I never want to go to the gym, I absolutely cannot stand being in there, but that’s how it should be. Going to the gym should be work, it should suck, but it’s absolutely necessary to stay in balance. If I don’t hesitate, if I just throw my workout gear on and get out the door, I can manage to go to the gym every single day of the week. However, if there’s a momentary lapse in judgement, and I read one more article, reply to one more email, or open one more text message, the chances of me making it are very slim.
If I don’t make it to the gym, I get mad at myself, and that throws me completely out of balance. If I’m mad at myself I can’t get shit done and if I can’t get shit done, then, you guessed it, I’m only going to be more upset.
By now you’re probably wondering what the hell all this has to do with cars or you’re waiting for some amazing bit of wisdom. Sorry to disappoint, but there’s no uplifting message coming and this doesn’t have much to do with cars, other than that they have proven to be a solid temporary distraction for me anytime I’m pissed off.
What this is about is health, both physical and mental. I’ve been so focused on the physical side that I’ve neglected the mental side, and as a direct result, I haven’t been writing.
Sure, I’ve cranked out a couple new car reviews of late, but that’s hardly mental exercise, and that’s why I started writing in the first place. I’ve felt the urge to say “Fuck it! I’m done writing about cars, this business sucks!”, for awhile now, and lately it has been especially strong. Like many of my peers, I find it hard to write passionately about a frivolous enthusiast community when the world is on fire. Who in their right mind cares about how much horsepower a new muscle car makes when our democracy is being dismantled?

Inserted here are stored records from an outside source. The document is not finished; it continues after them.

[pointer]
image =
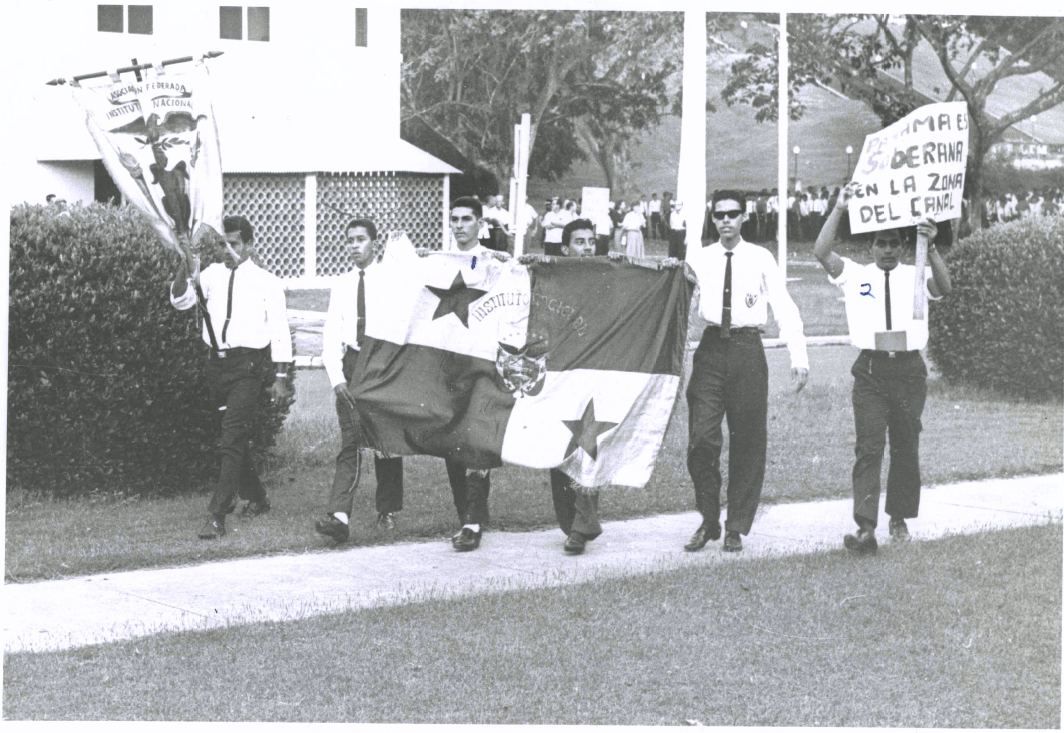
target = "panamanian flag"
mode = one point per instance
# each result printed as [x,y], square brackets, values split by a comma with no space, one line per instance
[572,364]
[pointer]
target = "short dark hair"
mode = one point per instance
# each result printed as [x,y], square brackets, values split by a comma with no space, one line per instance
[238,223]
[728,195]
[905,234]
[575,226]
[468,202]
[365,223]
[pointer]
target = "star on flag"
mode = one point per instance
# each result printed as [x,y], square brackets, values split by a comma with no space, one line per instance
[586,431]
[455,299]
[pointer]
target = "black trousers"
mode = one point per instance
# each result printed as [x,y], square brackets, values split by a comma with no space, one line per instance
[237,385]
[888,397]
[576,511]
[469,488]
[349,460]
[677,248]
[729,379]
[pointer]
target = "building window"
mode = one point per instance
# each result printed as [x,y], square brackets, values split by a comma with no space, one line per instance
[258,23]
[360,27]
[140,19]
[109,18]
[231,22]
[231,19]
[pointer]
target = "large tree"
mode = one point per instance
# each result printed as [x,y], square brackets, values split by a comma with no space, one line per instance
[589,80]
[863,55]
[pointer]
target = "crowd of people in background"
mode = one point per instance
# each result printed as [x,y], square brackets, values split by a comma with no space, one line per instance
[627,227]
[1000,207]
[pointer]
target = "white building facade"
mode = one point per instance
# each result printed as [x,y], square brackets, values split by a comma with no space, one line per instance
[306,98]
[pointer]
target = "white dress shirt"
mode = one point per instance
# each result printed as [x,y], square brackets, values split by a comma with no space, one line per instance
[757,283]
[866,314]
[259,317]
[554,234]
[342,321]
[633,221]
[602,223]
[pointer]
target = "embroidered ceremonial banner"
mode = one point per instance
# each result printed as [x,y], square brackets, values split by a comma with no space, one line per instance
[575,363]
[160,143]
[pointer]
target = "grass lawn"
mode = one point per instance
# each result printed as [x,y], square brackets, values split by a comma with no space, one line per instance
[967,435]
[963,632]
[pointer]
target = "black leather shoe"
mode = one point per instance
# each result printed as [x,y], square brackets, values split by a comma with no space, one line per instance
[214,528]
[332,528]
[733,543]
[863,542]
[899,532]
[708,531]
[466,540]
[254,509]
[576,543]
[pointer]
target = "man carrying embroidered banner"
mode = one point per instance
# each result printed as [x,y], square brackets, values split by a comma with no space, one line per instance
[160,143]
[449,369]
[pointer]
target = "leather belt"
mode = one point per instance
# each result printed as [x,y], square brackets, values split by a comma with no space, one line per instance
[873,353]
[235,351]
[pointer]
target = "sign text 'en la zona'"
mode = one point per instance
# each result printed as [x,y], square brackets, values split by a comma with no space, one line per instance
[911,157]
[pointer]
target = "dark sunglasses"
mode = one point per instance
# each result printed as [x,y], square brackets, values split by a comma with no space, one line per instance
[719,216]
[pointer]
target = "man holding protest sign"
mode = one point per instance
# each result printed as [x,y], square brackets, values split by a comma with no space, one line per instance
[246,326]
[886,321]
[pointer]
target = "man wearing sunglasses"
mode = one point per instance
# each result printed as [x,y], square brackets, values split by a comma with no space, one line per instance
[890,376]
[730,376]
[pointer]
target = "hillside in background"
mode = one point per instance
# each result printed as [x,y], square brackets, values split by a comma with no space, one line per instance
[741,153]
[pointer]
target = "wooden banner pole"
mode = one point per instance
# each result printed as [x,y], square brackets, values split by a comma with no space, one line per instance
[136,67]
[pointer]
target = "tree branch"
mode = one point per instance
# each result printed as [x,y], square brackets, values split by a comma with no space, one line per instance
[944,61]
[1045,100]
[1009,62]
[967,67]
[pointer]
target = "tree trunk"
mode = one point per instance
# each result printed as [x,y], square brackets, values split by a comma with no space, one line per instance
[601,151]
[977,152]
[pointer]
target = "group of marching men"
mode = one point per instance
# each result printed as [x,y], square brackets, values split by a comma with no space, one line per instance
[246,327]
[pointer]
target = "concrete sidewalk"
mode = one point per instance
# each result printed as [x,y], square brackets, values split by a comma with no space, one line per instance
[76,612]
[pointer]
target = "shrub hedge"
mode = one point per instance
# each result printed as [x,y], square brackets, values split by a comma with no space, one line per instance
[1002,327]
[106,386]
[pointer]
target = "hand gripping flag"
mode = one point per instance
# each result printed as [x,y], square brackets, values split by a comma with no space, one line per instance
[572,364]
[160,143]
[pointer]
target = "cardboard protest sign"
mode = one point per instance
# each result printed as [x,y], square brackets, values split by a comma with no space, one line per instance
[912,169]
[159,140]
[595,202]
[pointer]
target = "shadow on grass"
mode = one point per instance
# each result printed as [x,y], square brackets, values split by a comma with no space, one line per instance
[960,632]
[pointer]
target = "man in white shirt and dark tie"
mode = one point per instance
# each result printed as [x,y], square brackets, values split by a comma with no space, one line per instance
[364,287]
[246,326]
[730,376]
[890,377]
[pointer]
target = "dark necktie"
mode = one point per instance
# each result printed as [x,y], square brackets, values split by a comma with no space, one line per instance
[361,328]
[229,304]
[886,296]
[726,306]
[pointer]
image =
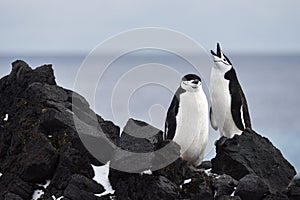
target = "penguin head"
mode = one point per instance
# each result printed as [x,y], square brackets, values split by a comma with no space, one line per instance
[221,61]
[191,83]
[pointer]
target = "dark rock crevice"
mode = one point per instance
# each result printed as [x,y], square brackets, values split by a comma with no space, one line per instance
[40,141]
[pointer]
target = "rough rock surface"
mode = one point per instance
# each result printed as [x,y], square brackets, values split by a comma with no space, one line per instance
[251,153]
[42,127]
[251,187]
[38,139]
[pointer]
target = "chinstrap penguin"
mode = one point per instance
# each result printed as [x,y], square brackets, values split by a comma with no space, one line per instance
[187,119]
[229,111]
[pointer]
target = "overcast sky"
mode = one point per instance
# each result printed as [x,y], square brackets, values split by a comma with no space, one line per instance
[35,26]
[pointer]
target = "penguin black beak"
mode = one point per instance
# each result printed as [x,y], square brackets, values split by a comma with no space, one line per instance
[195,82]
[219,52]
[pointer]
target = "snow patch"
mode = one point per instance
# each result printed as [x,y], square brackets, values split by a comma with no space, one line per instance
[38,193]
[5,118]
[101,177]
[149,172]
[233,193]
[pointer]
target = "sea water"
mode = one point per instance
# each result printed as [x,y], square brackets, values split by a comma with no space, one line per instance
[270,83]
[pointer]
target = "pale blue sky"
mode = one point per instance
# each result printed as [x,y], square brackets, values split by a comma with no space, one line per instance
[35,26]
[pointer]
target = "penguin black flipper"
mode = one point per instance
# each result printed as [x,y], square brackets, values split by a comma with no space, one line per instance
[239,107]
[212,119]
[170,124]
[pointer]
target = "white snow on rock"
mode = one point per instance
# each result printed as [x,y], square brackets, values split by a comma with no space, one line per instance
[149,172]
[101,177]
[5,118]
[38,193]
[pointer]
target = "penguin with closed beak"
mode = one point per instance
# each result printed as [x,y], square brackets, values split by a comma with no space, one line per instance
[187,119]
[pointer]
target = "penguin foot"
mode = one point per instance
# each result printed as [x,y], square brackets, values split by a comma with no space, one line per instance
[196,169]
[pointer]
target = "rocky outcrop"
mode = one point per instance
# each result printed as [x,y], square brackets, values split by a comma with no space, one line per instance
[38,138]
[40,142]
[251,153]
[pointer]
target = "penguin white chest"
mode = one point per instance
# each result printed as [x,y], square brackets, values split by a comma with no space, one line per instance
[192,125]
[221,104]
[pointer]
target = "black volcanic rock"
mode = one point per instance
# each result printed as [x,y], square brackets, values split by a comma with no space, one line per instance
[40,140]
[251,187]
[200,187]
[224,185]
[147,187]
[136,147]
[294,190]
[43,129]
[251,153]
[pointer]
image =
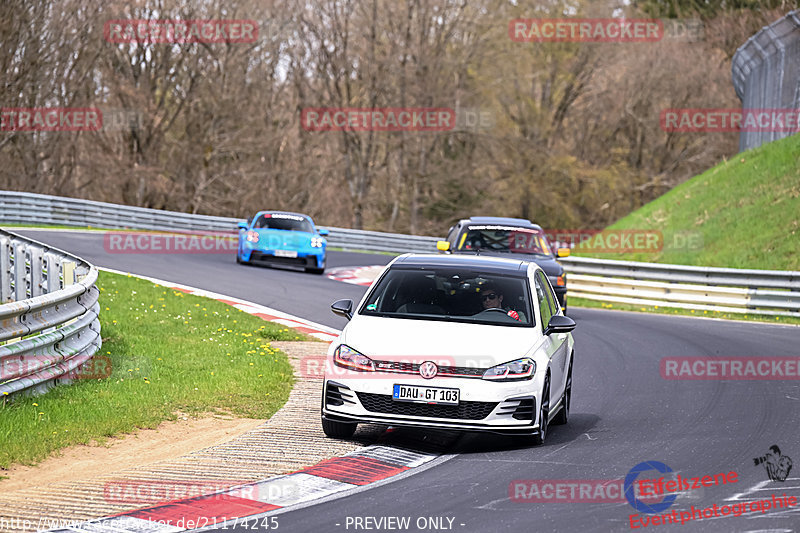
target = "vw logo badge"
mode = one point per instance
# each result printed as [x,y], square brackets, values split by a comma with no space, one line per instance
[428,370]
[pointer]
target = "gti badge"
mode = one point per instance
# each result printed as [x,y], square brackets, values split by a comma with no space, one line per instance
[428,370]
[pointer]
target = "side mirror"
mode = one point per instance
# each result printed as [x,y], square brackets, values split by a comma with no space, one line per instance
[559,324]
[344,308]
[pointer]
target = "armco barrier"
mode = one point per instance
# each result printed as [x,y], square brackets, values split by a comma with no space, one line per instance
[766,74]
[29,208]
[49,324]
[728,290]
[758,292]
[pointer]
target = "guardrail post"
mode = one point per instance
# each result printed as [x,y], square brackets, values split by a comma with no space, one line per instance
[5,270]
[53,282]
[20,275]
[67,273]
[37,274]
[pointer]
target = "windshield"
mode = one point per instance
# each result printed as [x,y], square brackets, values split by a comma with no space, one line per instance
[504,239]
[453,295]
[283,221]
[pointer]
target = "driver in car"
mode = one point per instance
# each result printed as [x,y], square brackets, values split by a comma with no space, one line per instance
[492,298]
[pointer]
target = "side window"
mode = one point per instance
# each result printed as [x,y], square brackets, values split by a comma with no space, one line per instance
[551,298]
[541,297]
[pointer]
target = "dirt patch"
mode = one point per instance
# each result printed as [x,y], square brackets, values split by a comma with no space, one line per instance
[168,441]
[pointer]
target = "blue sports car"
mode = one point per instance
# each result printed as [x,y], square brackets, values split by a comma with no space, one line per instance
[274,237]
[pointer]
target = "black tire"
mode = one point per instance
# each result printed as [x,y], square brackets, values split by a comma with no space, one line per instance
[338,430]
[563,415]
[544,412]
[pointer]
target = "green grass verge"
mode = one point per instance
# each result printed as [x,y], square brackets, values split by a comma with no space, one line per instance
[743,213]
[583,302]
[170,353]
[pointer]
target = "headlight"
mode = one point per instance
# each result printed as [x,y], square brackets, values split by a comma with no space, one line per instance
[349,358]
[512,371]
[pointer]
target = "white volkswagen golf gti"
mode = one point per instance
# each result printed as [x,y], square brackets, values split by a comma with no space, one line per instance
[459,342]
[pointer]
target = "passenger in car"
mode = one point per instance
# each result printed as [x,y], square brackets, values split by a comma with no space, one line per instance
[492,298]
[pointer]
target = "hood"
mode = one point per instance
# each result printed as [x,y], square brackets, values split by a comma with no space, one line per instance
[451,343]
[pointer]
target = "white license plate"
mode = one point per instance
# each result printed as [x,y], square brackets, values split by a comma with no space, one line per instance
[285,253]
[417,394]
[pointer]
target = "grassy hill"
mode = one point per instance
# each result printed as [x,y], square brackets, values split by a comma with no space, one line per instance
[743,213]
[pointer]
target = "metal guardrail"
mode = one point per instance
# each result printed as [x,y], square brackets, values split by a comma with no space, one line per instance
[29,208]
[766,75]
[729,290]
[760,292]
[49,325]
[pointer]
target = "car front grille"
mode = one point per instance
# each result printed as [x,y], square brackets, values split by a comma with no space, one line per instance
[337,395]
[381,403]
[444,371]
[518,408]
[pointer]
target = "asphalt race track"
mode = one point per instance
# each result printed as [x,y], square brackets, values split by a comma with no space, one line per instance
[623,413]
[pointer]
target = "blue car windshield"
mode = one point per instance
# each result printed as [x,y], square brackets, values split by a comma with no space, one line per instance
[283,221]
[452,295]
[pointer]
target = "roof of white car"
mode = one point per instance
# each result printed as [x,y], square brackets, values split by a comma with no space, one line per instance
[482,262]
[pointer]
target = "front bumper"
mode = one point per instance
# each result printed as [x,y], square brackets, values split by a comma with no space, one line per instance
[313,259]
[505,408]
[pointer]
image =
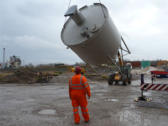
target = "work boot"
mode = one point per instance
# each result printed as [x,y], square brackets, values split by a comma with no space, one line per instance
[77,123]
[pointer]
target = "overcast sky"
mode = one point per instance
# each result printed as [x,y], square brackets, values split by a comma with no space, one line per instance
[31,29]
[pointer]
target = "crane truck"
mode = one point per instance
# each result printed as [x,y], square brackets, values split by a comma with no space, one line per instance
[92,35]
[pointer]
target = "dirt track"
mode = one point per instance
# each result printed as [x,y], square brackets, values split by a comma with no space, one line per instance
[49,105]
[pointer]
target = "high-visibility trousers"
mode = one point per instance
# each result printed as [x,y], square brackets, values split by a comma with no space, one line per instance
[79,100]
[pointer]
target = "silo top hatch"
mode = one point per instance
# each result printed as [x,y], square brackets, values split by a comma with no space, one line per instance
[83,23]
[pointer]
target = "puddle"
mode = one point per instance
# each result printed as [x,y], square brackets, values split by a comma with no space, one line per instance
[111,100]
[47,112]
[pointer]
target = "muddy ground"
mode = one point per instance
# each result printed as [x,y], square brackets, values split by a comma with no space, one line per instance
[49,105]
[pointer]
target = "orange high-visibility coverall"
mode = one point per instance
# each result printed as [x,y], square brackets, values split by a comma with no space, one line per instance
[78,88]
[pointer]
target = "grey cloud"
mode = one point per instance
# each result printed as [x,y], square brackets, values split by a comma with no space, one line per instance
[31,28]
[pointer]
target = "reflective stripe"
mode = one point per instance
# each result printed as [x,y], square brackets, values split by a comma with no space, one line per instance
[81,80]
[76,112]
[77,87]
[85,112]
[86,85]
[84,108]
[75,107]
[77,84]
[86,82]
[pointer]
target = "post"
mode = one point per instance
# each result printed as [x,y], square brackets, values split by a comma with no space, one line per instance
[3,66]
[142,82]
[142,97]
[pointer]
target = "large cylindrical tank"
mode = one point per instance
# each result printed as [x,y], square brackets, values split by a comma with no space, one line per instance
[91,34]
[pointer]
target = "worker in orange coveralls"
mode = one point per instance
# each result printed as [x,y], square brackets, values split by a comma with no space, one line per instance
[78,89]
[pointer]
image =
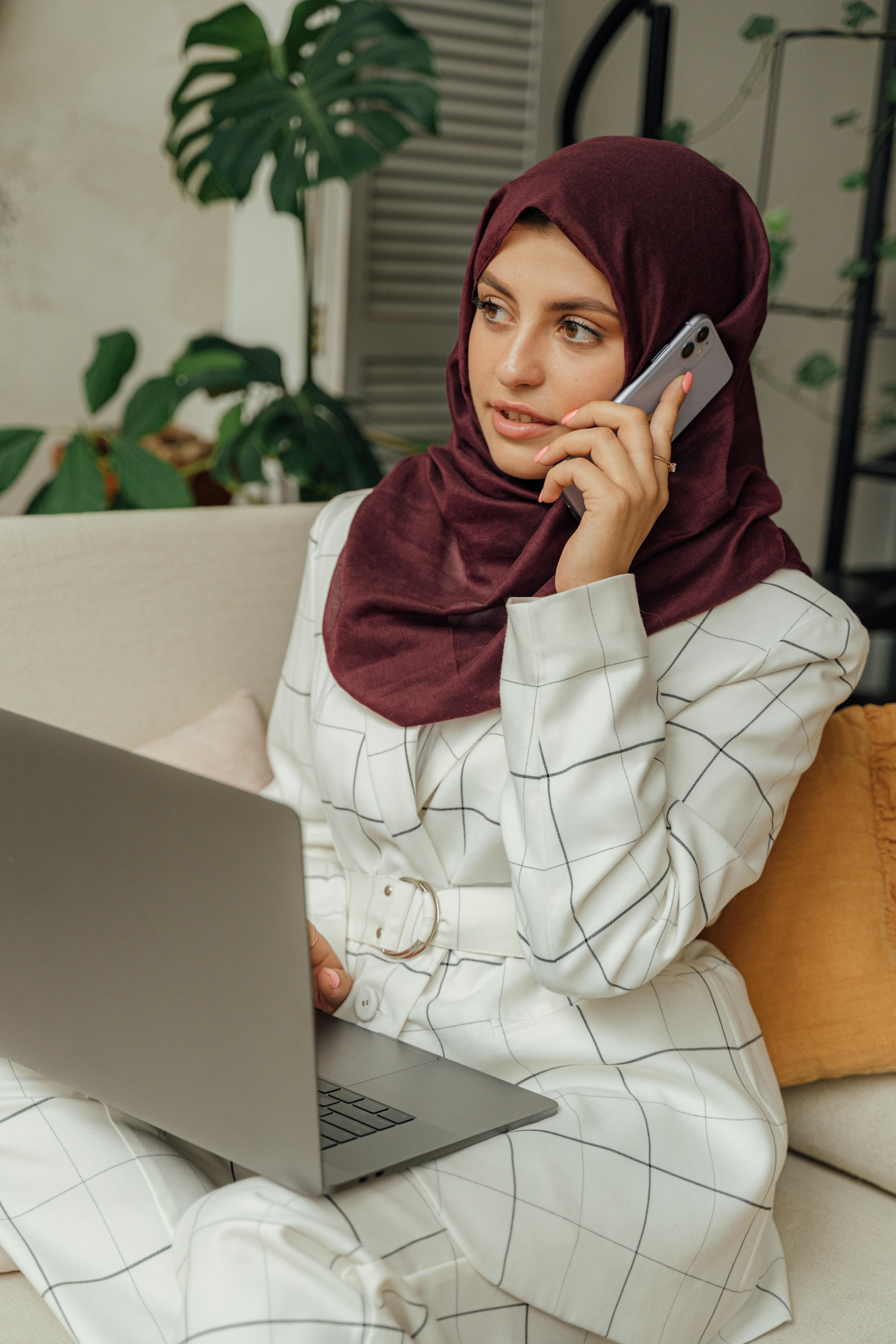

But then last night I got that text message and it sparked something inside me. Thank you to the individual that sent it, you know who you are and I’m sure you’ll read this.
It reminded me that I can write whatever I want, whenever I want and share it here, on my little corner of the internet. I started The Road Less Driven because I just wanted to write about automotive culture and do so on my own terms. Of course I still need to work with established outlets to, you know, make money, but at the end of the day, I’ll always have this space to speak my mind. If I fully utilize it, then I’ll make progress in restoring balance to my life and a life in balance is a life well lived.
Oh shit, did I end up sharing some useful wisdom after all?